Forse non era così, forse era davvero solo un gioco da ragazzi, bagnarsi e tornare a casa sapendo di aver sfidato il tempo.
Volevo cercare anche io la libertà, quella che si trova sui libri di scuola, sulle pagine di ogni Costituzione, sulle réclame dai colori riservati, sulle canzoni ascoltate alla radio, sui versi dei poeti o sui tatuaggi dei marinai.

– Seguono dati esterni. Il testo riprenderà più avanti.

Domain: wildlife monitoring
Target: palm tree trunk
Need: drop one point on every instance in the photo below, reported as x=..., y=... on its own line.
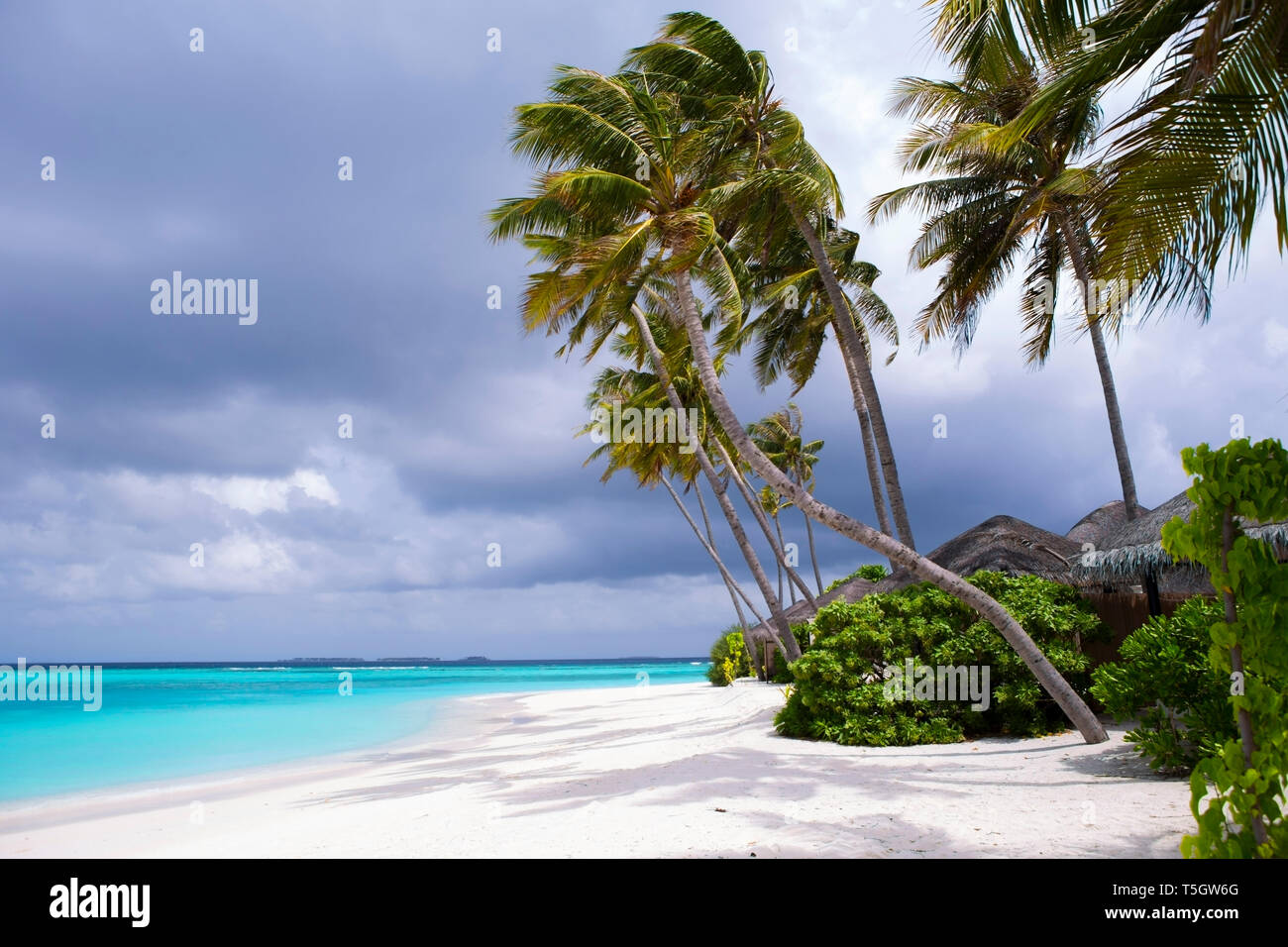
x=870, y=455
x=730, y=582
x=748, y=496
x=778, y=527
x=954, y=585
x=1247, y=738
x=784, y=638
x=812, y=554
x=842, y=321
x=1107, y=375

Volevo capire perché per ostentare in serenità la loro bellezza, le rose dovessero aver bisogno di spine, perché i barboni non avessero paura di uomini e bambini e camminassero per strada urtando ogni cosa, crudeli nella loro certezza, nel loro essere assoluti, ma non ho mai pensato che desiderandola, la libertà, come un amante brutale, l’avrei perduta, per questo forse mi sono fermata alla sua smania.

La fila si è sciolta e la luce blu era un’ambulanza.
Magari un giorno ti scriverò, quando riuscirò a passare su questa strada senza sentirmi inadeguata, senza pensare che le coscienze sono parenti dell’indifferenza e della paura. Magari un giorno anche tu ricorderai chi sono e chi non ero, in un dicembre di tanti anni fa. E forse un giorno capirò, incontrandoti, perché una banda armata ha scelto di rappresentare le mie fantasie, i miei sogni, sbagliando gli strumenti, vagabondando le parole, o forse no, semplicemente sarò lì ad attendere che tu esca per poi scoprire insieme, che quello che tu forse potevi vedere ma non potevi raccontarmi ritorna oggi, senza compromessi, come un risultato inutile e confuso.


A Marianna*, brigatista rossa, mai pentita, rinchiusa nel carcere di massima sicurezza di Via Aspromonte a Latina

 

Questo racconto si è classificato terzo al concorso Memoracconti – Storie da ricordare, organizzato da Edizioni Memori, in collaborazione con Flanerí.